Rolling home

My Chief Texas Correspondent has ping’d me the link to a local TV station down there, giving live coverage of the last ride to College Station of President George H. W. Bush. Their camera is mounted on the train, and as it rolls one may glimpse ten thousand faces along the track, standing in gloom and rain, as they have apparently been doing for hours; their cars parked everywhere, their children and their friends around them; their umbrellas and their Merican flags.

From a helicopter, we see the train itself, and I notice that a freight door is wide open on one of the cars: so all may see the draped casket as it passes.

I think back over half a lifetime, of the Bush family, and the Bush presidents, the father and the son who learned from his example. I had no more knowledge of them than a passing journalist can acquire, but a strong impression from their works and words of both “41” and “43.” They were, in recollection, decent and honourable men, who did their best in good conscience, with prayers.

In all the heat of politics, through all efforts to drag them into mud, I recall nothing either of them did or said that I would characterize as cynical or sleazy. Both were in the best sense patriots, who knew they’d been elected to serve their country, and every national interest; and not a partisan faction therein. Neither lacked courage, nor when events called, the boldness that leadership often requires. I could not say this of many politicians. It has nothing to do with whether I agreed with them on one judgement or another, or whether this or that policy succeeded.

Already, Bush Senior seems a figure from another age, when the concept of “mom and apple pie” could still be imagined as uncontroversial, and formal civility in public life had not yet perished, though one could see it was in rapid decline.
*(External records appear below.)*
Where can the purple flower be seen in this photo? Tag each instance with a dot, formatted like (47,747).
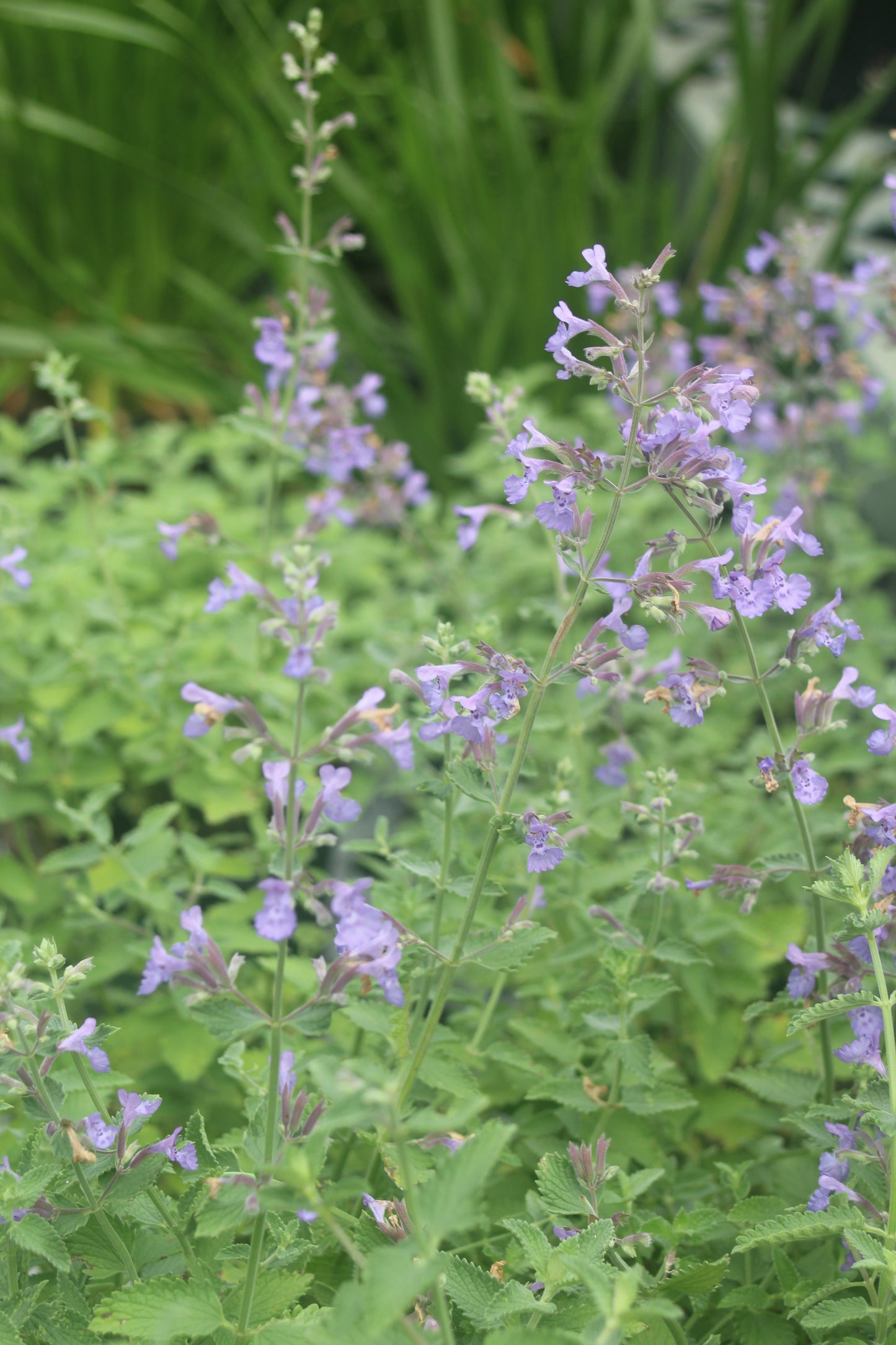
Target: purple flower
(366,934)
(277,918)
(597,270)
(468,533)
(368,395)
(159,969)
(868,1026)
(77,1042)
(12,735)
(801,981)
(558,514)
(882,741)
(99,1133)
(183,1155)
(241,586)
(135,1106)
(761,253)
(162,965)
(832,1174)
(210,709)
(542,856)
(270,349)
(171,535)
(809,786)
(277,790)
(618,756)
(11,565)
(789,591)
(334,780)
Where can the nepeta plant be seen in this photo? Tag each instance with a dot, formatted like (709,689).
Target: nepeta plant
(384,1072)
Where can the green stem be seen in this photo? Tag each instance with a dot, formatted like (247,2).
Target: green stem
(497,990)
(100,1215)
(890,1043)
(661,895)
(800,814)
(440,891)
(534,701)
(289,390)
(257,1240)
(12,1270)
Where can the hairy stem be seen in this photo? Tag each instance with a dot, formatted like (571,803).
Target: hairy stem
(257,1242)
(526,733)
(800,814)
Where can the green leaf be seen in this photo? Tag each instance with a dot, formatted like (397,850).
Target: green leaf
(676,950)
(513,949)
(830,1009)
(70,857)
(869,1251)
(755,1210)
(793,1228)
(652,1102)
(746,1295)
(159,1310)
(469,1287)
(535,1246)
(37,1235)
(472,782)
(451,1199)
(636,1055)
(195,1133)
(784,1087)
(558,1186)
(224,1019)
(833,1313)
(695,1279)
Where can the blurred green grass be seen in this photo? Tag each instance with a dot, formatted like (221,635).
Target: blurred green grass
(144,158)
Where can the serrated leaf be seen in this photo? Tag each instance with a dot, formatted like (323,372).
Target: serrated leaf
(833,1313)
(695,1279)
(451,1199)
(195,1133)
(746,1295)
(679,951)
(70,857)
(755,1210)
(224,1019)
(652,1102)
(558,1186)
(472,782)
(784,1087)
(636,1055)
(37,1235)
(159,1310)
(520,943)
(793,1228)
(535,1246)
(829,1009)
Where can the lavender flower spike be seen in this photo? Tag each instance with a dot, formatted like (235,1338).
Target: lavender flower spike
(11,565)
(882,741)
(76,1042)
(277,918)
(210,709)
(14,736)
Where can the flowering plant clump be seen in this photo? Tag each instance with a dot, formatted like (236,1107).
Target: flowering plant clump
(348,1003)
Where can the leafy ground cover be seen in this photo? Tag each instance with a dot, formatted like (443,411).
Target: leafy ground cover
(466,914)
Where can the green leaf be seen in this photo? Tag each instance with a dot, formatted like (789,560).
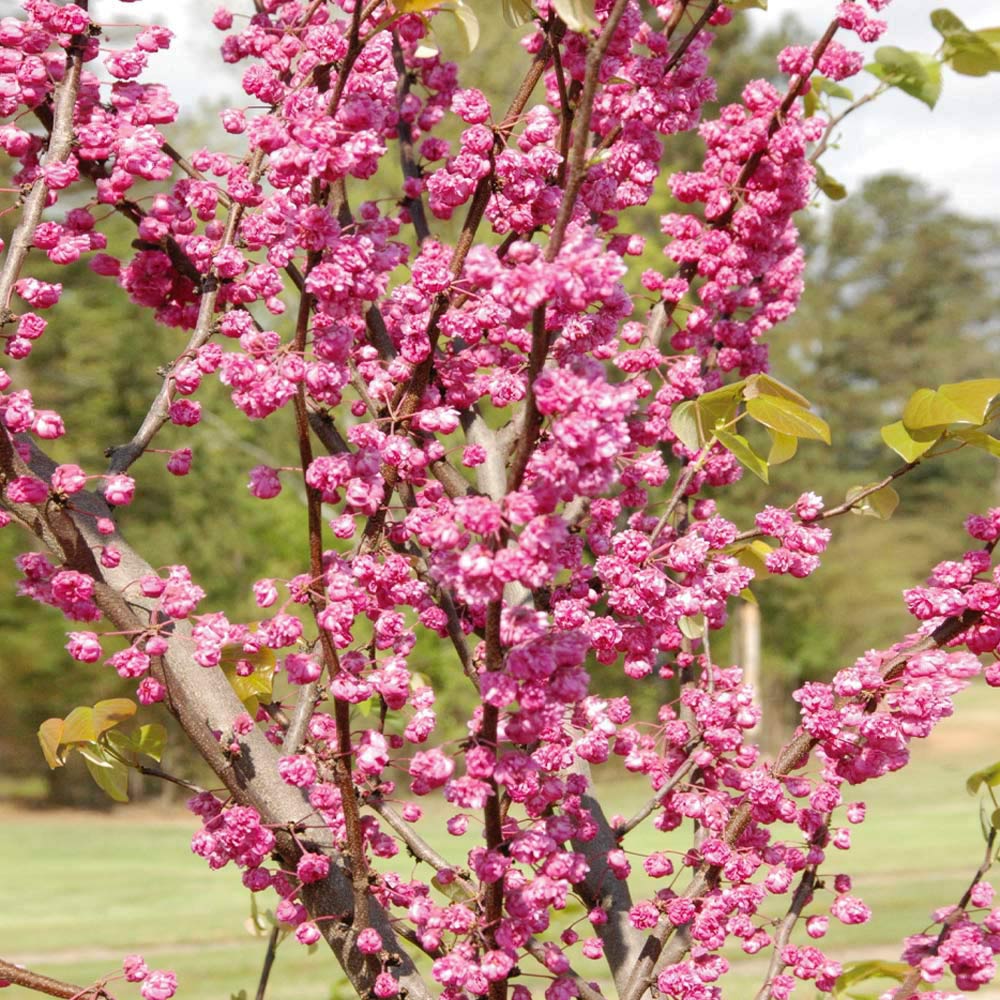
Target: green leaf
(788,417)
(927,409)
(967,52)
(691,626)
(414,6)
(909,445)
(107,714)
(684,423)
(989,776)
(915,73)
(855,973)
(753,555)
(78,726)
(972,397)
(810,103)
(743,453)
(881,504)
(454,890)
(832,188)
(765,385)
(517,12)
(50,736)
(578,14)
(467,21)
(978,439)
(150,740)
(719,406)
(252,688)
(831,89)
(111,777)
(783,447)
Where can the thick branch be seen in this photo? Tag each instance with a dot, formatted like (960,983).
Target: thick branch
(60,147)
(660,950)
(204,704)
(601,889)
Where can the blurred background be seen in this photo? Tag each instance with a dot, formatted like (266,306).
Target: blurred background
(903,291)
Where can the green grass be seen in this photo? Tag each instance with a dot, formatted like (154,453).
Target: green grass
(80,891)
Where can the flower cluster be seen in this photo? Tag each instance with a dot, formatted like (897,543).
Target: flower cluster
(498,469)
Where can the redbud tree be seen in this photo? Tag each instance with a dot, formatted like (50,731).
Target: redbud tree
(505,453)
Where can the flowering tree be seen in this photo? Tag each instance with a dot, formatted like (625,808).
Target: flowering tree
(502,449)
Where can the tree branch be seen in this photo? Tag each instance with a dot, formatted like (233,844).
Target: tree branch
(60,146)
(19,976)
(204,704)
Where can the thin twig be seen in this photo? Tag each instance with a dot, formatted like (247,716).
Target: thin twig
(843,508)
(800,898)
(155,772)
(269,956)
(584,110)
(794,753)
(651,804)
(824,142)
(913,979)
(19,976)
(415,206)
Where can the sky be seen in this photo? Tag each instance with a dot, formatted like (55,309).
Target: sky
(954,149)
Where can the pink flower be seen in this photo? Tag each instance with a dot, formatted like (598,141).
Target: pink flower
(264,482)
(179,463)
(313,867)
(135,968)
(302,669)
(158,985)
(369,941)
(68,479)
(119,490)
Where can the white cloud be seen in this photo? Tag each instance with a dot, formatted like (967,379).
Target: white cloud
(955,149)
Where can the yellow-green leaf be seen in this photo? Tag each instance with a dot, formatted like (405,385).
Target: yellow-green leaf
(691,626)
(414,6)
(50,736)
(78,727)
(578,14)
(881,504)
(978,439)
(766,385)
(107,714)
(744,454)
(830,186)
(753,555)
(909,445)
(859,972)
(783,447)
(468,23)
(111,778)
(684,423)
(972,397)
(787,417)
(928,408)
(150,740)
(454,890)
(989,776)
(517,12)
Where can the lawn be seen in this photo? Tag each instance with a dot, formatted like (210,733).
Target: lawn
(79,891)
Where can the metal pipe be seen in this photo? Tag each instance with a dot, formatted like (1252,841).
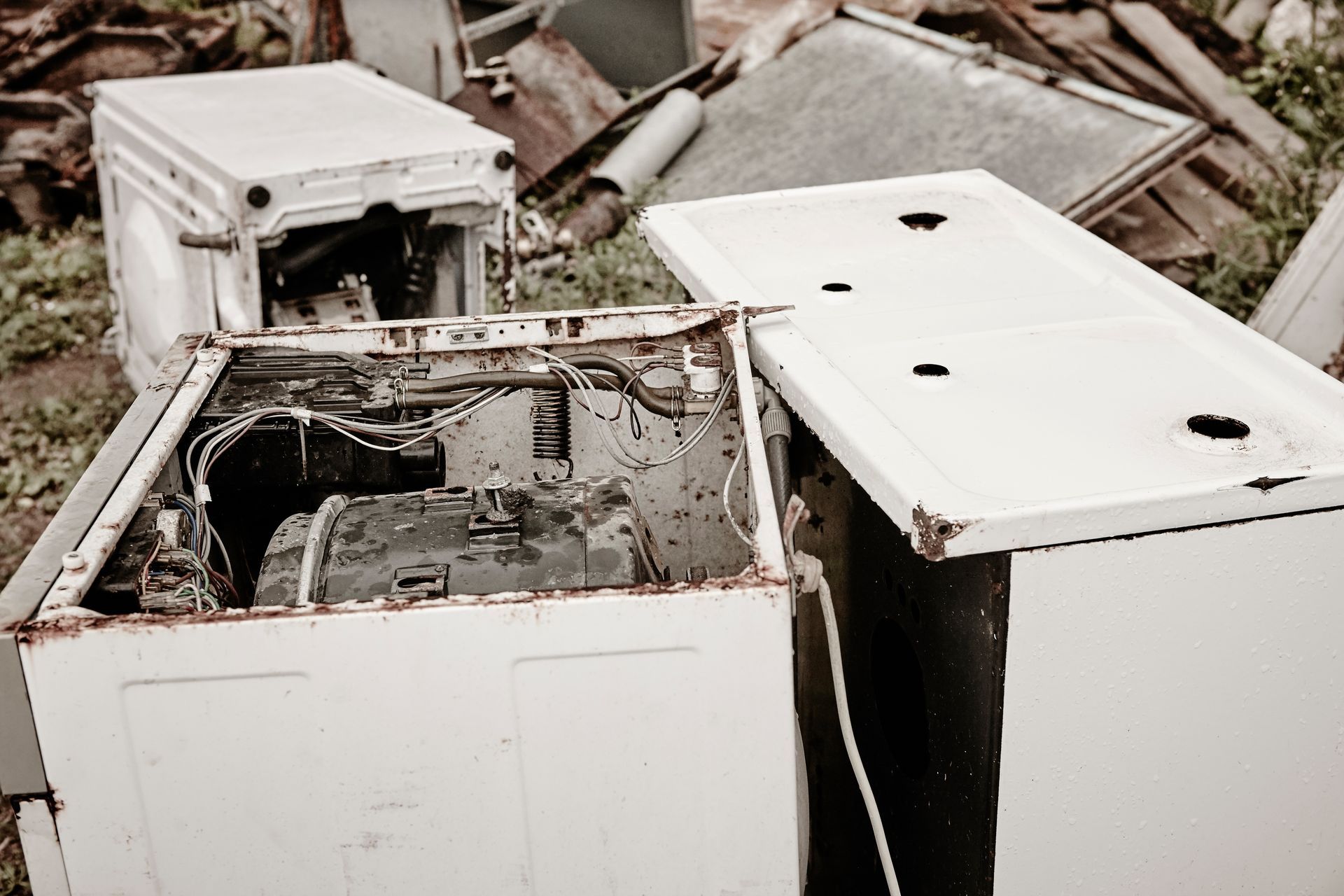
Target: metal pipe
(777,429)
(315,547)
(654,143)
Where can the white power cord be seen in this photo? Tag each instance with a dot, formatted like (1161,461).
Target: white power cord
(727,489)
(808,573)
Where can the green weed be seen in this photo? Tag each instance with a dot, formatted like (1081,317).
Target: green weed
(52,292)
(1304,88)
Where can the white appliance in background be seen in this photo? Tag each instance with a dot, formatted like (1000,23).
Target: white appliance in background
(295,195)
(1084,536)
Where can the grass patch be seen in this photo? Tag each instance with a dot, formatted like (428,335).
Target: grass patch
(52,292)
(1304,88)
(610,273)
(14,874)
(46,442)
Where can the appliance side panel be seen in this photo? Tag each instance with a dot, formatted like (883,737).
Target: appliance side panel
(429,747)
(924,662)
(36,822)
(1172,713)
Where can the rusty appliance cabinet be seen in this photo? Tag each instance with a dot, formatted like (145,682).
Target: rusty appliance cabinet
(514,673)
(1082,532)
(302,195)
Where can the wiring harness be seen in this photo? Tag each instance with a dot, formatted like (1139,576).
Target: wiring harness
(449,406)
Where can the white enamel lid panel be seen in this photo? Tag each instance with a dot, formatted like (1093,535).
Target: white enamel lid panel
(262,122)
(1073,371)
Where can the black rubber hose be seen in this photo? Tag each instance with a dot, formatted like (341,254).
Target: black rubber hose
(777,461)
(666,402)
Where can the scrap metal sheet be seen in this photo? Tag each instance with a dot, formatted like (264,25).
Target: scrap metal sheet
(870,97)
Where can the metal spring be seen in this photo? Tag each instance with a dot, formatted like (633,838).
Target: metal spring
(552,425)
(420,273)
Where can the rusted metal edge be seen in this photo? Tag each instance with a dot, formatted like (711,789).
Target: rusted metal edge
(20,760)
(932,532)
(59,626)
(503,331)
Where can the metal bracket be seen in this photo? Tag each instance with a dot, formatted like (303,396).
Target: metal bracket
(470,333)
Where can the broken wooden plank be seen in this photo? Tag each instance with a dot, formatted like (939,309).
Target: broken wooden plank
(1202,209)
(1304,307)
(1142,229)
(1205,81)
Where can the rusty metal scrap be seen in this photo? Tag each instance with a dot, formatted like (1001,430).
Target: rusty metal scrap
(559,104)
(48,54)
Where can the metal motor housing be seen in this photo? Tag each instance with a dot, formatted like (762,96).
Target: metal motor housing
(565,533)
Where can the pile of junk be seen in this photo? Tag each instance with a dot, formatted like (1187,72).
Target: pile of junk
(940,543)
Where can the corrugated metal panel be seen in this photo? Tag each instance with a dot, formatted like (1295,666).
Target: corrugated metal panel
(873,99)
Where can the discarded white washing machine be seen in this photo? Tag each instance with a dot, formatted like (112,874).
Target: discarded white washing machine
(300,195)
(1084,532)
(360,609)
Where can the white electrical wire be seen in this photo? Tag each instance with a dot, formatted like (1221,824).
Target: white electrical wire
(219,438)
(608,430)
(809,568)
(727,488)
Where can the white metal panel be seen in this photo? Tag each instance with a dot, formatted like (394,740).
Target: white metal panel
(41,846)
(1073,367)
(575,745)
(261,122)
(1172,713)
(327,143)
(1304,309)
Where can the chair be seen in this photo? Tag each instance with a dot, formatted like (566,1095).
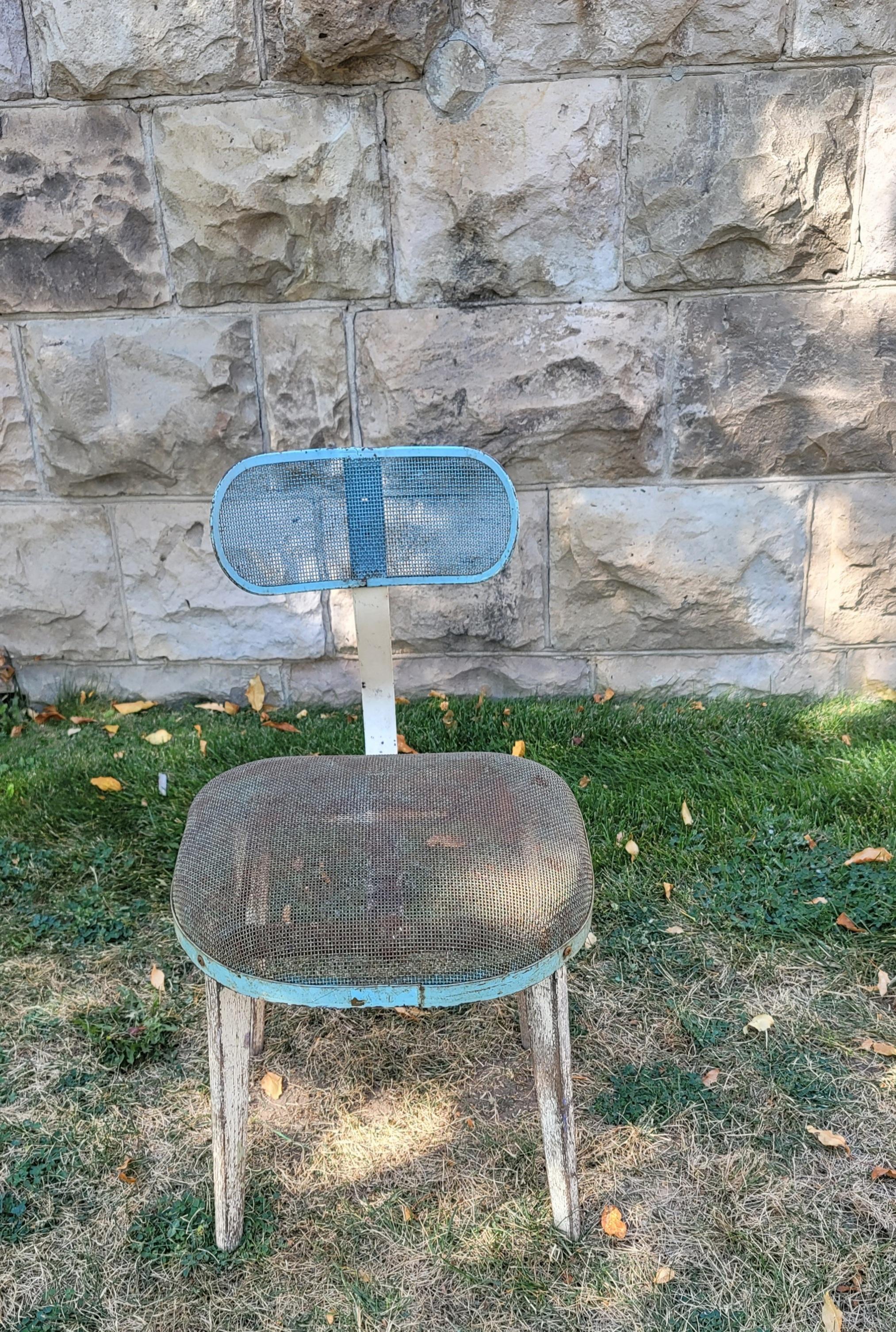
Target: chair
(379,880)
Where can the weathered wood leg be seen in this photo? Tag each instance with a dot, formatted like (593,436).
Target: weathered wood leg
(549,1027)
(257,1026)
(230,1018)
(524,1019)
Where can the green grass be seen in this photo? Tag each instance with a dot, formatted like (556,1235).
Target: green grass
(398,1185)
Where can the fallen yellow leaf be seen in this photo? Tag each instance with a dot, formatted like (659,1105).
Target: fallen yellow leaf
(831,1315)
(762,1022)
(613,1225)
(871,856)
(827,1138)
(272,1085)
(160,737)
(255,694)
(879,1047)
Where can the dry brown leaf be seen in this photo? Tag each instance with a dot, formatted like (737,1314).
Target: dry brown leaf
(160,737)
(827,1138)
(831,1315)
(272,1085)
(612,1223)
(871,856)
(879,1047)
(124,1171)
(762,1022)
(256,694)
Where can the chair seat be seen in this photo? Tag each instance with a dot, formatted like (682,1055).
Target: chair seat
(351,878)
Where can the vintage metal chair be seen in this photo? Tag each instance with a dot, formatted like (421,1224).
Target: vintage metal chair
(379,880)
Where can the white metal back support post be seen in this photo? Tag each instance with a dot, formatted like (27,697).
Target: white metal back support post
(373,631)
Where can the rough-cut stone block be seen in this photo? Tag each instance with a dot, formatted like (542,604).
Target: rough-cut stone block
(845,28)
(345,42)
(679,674)
(878,211)
(853,570)
(504,612)
(789,383)
(60,592)
(554,394)
(77,212)
(521,199)
(456,77)
(163,681)
(15,66)
(181,604)
(569,36)
(305,379)
(143,407)
(273,199)
(743,178)
(91,48)
(677,566)
(501,676)
(18,469)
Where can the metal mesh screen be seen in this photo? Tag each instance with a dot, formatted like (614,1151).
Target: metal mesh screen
(339,520)
(383,869)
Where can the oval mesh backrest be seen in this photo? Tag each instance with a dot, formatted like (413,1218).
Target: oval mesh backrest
(345,517)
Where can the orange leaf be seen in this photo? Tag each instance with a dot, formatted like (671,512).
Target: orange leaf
(272,1085)
(613,1225)
(871,856)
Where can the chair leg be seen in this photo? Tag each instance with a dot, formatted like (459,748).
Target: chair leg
(549,1026)
(257,1026)
(524,1019)
(230,1018)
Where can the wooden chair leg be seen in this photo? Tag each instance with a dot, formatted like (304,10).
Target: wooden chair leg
(230,1018)
(549,1027)
(524,1019)
(257,1026)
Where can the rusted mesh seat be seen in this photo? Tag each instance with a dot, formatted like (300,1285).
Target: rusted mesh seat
(380,870)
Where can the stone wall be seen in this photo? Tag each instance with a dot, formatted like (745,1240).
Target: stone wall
(643,253)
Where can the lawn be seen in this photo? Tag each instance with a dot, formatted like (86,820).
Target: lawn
(398,1181)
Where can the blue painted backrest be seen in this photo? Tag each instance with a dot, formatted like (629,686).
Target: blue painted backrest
(348,517)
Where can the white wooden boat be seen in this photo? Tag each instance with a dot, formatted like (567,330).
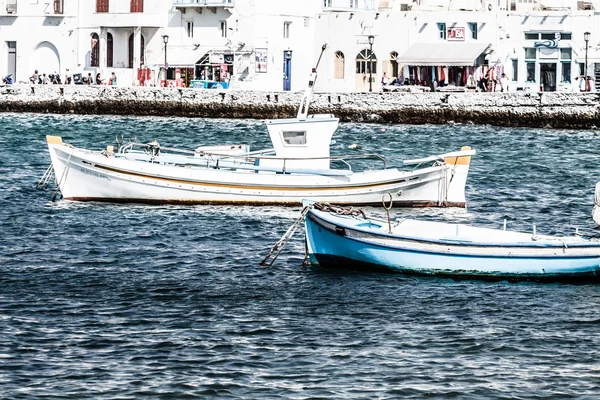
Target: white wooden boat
(299,166)
(353,241)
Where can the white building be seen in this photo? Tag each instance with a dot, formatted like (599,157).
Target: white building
(272,44)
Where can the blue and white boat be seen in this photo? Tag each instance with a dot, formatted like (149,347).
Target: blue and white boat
(349,240)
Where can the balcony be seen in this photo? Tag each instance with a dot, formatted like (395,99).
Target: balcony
(199,5)
(348,5)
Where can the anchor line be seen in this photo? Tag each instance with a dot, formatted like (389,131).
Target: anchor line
(45,179)
(326,207)
(62,176)
(278,247)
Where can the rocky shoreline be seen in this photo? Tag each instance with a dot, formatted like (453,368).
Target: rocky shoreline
(549,109)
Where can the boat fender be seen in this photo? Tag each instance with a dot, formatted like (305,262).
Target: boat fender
(596,208)
(340,231)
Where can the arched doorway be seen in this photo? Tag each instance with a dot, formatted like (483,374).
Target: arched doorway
(142,46)
(45,59)
(109,50)
(366,65)
(338,65)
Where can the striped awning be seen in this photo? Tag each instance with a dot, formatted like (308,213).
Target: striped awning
(444,53)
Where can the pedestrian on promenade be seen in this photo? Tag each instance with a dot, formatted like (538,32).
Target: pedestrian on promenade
(504,83)
(34,78)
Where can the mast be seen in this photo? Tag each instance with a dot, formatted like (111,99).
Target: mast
(307,96)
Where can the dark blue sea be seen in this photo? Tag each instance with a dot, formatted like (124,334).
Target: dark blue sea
(123,301)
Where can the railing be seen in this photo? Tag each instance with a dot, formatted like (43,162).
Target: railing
(201,3)
(216,160)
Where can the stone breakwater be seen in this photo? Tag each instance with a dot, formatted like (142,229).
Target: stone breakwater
(556,110)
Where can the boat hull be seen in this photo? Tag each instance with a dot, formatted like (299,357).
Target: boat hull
(334,244)
(92,176)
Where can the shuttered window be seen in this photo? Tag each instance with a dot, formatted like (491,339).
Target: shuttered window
(136,6)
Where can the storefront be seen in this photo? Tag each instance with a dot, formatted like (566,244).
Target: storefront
(444,64)
(214,70)
(548,62)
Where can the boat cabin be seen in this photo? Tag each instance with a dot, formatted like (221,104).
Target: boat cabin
(303,142)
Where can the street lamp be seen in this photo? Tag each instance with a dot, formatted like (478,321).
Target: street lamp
(165,40)
(586,37)
(371,40)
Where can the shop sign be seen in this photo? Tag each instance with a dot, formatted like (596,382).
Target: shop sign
(216,59)
(548,52)
(456,35)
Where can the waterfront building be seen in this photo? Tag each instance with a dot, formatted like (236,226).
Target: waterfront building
(271,45)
This is not a veiled criticism of Trump, but of the times that have produced both him, and his opponents. While I am no enthusiast for “democracy,” my gut tells me that at least among those old enough to remember, people ache for the restoration of dignity. The death of this old man reminds us, that the present carnival of malice was never inevitable.

But history is littered with dishonourable leaders, populists and demagogues, petty criminals and very ambitious criminals in high places. My look back is not mere nostalgia for a better time, or a better generation. Nothing is inevitable in our divinely-freed world, which by turns accepts and rejects the grace of our loving Creator. We have better and worse angels, to obey or disobey.

May the old parachutist rest in peace. (A sport he first tried over the Sea of Japan.) He really did “serve his country,” to the limit of his ability and understanding — a gentleman, of consistent good faith and good cheer.

We will need character ourselves, to find character in our leaders again.